The PackDash founders literally walked into their Arizona FORGE experience after arriving in Tucson last year.

They strolled into the FORGE offices at the historic Roy Place building downtown and were greeted by members of Startup Tucson, a nonprofit business incubator hosted by the UA at FORGE, who introduced Norwood and DiCosola to FORGE staff.

DiCosola, who has been involved in several startups and was a mentor at a Chicago business accelerator for nearly three years, said FORGE provides office space and a place to meet with other local entrepreneurs.

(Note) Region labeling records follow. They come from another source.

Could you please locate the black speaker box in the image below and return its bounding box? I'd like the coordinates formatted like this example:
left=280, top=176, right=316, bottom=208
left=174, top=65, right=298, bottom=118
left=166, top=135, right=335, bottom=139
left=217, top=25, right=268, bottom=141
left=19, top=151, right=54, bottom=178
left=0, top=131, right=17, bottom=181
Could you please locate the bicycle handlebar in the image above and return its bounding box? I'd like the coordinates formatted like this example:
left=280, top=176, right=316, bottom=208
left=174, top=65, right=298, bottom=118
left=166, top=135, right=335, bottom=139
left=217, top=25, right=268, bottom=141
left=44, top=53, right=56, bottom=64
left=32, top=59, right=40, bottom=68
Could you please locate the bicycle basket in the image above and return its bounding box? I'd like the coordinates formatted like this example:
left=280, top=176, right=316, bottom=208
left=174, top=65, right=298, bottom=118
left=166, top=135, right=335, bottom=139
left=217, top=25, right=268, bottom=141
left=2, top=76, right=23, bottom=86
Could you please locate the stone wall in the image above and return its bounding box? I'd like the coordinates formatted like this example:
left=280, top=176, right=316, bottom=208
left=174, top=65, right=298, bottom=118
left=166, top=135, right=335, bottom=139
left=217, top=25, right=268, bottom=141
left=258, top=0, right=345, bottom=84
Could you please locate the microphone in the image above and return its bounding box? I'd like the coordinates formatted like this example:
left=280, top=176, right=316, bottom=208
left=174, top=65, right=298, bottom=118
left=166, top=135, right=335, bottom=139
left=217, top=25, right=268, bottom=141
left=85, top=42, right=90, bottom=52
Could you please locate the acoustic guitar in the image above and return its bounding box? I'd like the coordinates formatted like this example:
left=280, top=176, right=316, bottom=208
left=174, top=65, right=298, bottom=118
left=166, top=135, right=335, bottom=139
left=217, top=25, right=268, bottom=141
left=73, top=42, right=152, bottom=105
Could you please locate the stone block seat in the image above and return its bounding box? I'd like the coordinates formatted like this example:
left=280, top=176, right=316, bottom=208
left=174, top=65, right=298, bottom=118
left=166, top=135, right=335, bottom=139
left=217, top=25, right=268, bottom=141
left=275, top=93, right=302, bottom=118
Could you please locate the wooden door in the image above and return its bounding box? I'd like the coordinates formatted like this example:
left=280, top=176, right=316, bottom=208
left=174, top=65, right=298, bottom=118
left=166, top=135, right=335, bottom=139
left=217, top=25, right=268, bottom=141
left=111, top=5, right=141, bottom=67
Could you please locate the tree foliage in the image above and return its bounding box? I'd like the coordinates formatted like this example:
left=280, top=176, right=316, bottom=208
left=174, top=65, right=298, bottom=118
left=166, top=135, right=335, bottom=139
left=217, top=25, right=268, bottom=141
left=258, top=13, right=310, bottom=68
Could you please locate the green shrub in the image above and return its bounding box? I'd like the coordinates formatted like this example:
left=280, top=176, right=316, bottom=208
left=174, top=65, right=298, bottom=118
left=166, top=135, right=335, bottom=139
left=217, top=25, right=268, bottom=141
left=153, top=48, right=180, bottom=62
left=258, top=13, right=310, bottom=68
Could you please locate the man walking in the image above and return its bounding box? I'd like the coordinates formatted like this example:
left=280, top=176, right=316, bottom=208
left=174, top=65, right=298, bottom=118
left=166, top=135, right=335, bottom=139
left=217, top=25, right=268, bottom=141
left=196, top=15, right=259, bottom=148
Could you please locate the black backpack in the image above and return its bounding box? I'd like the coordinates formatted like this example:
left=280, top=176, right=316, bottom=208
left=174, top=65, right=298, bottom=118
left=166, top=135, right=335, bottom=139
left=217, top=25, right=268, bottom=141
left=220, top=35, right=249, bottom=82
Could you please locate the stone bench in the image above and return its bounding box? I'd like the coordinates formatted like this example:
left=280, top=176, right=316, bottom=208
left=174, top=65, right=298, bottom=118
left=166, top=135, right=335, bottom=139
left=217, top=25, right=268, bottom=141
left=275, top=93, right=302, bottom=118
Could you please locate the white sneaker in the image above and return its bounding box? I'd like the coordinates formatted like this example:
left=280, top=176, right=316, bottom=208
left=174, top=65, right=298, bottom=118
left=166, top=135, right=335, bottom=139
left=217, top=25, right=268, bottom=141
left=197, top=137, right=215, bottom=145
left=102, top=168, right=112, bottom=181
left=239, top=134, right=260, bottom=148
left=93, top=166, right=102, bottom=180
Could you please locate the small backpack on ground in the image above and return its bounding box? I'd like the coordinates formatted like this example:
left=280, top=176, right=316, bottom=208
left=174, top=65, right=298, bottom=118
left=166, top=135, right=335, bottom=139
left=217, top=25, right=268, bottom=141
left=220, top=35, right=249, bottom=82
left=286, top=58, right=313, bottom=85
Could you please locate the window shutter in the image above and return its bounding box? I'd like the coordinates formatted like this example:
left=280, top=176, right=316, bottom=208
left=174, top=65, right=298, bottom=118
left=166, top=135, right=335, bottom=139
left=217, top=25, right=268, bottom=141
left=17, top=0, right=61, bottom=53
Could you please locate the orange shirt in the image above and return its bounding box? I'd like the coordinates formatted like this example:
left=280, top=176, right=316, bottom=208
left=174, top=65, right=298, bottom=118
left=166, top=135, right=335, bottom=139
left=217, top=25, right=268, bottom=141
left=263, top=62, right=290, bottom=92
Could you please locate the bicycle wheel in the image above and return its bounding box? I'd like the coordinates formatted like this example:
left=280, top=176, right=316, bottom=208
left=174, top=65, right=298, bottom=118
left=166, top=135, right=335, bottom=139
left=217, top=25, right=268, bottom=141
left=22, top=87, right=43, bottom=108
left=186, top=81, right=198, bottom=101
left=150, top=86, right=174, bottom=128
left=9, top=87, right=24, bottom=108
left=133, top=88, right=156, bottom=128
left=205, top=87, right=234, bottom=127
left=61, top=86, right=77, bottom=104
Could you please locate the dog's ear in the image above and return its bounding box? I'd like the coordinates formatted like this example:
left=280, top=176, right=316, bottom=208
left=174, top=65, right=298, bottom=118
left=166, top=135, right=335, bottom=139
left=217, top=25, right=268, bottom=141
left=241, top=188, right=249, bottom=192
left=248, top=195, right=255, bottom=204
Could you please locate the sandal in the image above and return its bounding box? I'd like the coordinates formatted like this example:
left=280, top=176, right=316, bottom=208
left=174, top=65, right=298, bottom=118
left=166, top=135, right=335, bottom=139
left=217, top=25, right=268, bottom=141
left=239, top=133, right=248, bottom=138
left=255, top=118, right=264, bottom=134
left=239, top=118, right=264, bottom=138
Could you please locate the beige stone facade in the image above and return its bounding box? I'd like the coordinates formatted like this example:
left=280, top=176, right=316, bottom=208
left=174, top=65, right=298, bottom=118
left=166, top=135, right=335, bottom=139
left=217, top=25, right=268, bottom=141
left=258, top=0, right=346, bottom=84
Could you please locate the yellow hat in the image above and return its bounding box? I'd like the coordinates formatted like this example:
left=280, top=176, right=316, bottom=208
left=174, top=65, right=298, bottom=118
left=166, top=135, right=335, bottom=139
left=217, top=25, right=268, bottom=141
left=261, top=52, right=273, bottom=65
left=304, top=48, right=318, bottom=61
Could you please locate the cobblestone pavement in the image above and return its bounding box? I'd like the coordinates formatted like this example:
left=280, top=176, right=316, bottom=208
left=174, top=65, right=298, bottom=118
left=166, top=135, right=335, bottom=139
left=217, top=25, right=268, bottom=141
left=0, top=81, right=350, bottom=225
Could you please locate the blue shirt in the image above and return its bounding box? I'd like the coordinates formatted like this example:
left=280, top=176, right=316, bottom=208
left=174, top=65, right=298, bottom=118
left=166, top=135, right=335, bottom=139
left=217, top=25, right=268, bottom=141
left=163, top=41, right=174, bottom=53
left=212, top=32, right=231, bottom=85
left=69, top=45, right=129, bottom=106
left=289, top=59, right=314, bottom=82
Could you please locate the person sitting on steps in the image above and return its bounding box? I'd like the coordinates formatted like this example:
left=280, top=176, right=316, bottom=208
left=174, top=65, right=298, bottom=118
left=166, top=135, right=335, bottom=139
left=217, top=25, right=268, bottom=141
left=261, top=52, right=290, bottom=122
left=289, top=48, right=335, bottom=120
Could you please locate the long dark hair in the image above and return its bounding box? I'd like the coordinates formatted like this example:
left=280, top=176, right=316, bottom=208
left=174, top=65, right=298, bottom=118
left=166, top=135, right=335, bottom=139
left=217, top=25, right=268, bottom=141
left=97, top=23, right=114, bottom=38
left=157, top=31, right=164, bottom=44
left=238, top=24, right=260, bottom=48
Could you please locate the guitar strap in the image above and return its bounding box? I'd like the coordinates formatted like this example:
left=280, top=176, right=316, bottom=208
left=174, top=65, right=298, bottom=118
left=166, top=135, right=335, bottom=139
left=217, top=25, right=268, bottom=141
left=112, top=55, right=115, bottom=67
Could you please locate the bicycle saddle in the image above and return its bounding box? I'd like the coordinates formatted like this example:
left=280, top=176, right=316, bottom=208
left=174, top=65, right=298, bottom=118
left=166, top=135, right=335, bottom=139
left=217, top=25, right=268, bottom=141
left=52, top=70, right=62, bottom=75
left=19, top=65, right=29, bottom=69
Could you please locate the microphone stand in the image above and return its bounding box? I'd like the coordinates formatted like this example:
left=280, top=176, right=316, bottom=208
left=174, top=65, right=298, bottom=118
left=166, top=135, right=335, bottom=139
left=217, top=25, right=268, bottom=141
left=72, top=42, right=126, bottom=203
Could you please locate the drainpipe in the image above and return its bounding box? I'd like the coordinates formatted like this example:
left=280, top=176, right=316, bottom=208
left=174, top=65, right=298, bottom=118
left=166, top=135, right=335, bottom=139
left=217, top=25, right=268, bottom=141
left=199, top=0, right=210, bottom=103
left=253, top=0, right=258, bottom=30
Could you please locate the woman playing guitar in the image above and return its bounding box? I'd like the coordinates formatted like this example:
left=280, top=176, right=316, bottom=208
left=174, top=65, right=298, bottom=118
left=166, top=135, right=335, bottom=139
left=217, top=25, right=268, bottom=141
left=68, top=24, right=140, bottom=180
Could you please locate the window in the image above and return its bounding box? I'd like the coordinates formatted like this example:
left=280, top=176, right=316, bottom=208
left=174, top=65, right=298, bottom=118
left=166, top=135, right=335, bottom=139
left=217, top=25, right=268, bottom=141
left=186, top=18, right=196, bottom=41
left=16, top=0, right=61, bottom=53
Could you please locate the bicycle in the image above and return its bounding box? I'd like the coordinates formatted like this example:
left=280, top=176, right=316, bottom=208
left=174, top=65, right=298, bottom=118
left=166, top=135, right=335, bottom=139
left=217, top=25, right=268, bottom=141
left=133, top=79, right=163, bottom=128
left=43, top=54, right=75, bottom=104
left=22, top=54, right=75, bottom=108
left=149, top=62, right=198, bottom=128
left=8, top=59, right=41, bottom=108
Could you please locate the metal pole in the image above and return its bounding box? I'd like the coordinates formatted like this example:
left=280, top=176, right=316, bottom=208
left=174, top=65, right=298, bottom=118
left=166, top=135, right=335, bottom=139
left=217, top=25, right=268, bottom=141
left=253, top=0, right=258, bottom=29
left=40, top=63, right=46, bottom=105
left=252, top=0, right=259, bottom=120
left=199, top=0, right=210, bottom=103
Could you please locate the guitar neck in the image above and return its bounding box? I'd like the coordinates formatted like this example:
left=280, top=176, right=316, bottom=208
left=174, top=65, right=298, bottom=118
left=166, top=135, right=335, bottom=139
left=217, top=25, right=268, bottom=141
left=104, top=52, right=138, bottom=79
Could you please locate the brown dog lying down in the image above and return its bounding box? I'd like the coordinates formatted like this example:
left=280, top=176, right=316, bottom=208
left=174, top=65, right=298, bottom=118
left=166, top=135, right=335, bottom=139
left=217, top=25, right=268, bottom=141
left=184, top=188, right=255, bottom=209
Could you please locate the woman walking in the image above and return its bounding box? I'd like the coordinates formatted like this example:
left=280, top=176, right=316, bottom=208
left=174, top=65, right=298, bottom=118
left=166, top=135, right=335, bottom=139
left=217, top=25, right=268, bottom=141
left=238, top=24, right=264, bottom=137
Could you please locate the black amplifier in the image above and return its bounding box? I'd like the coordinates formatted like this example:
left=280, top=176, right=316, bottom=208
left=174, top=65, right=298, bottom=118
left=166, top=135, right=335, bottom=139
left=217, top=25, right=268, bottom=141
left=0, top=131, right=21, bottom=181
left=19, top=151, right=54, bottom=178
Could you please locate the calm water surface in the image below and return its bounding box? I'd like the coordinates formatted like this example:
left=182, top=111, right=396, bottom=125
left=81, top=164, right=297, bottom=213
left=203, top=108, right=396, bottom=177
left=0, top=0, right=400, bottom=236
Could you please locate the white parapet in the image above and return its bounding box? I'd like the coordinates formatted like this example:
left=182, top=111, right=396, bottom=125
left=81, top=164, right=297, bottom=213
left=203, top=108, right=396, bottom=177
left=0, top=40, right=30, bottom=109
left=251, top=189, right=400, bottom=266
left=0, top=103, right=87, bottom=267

“FORGE had been a great way to be exposed to other entrepreneurs in the ecosystem,” he said. “A lot of the education you need as a business owner can come from structured resources, but so much comes from other entrepreneurs.”

DiCosola said the company will likely be looking to move into a much larger facility in Tucson by next year and expects to employ about 50 people here.

The company’s Tucson fulfillment center, in an old brick industrial center at 830 E. 16th St., is nearly at capacity already at 6,000 square feet; its center in the Chicago suburb of Naperville, Illinois, is 20,000 square feet.

 

“We want to be part of the community and create opportunities for more than just ourselves, and working with FORGE we can not only get exposed to resources and ways to raise money and find experts, but we can also make friends and expand our network, even find new clients.”

Brian Ellerman, FORGE’s founding director, said the PackDash founders have been successful so far and have already attracted interest from local investors, but like all fast-growing startups face challenges in scaling up.

“They just need that mentoring and advice to help them deal with that growth, how to do it in a way that doesn’t destroy them in the process,” Ellerman said.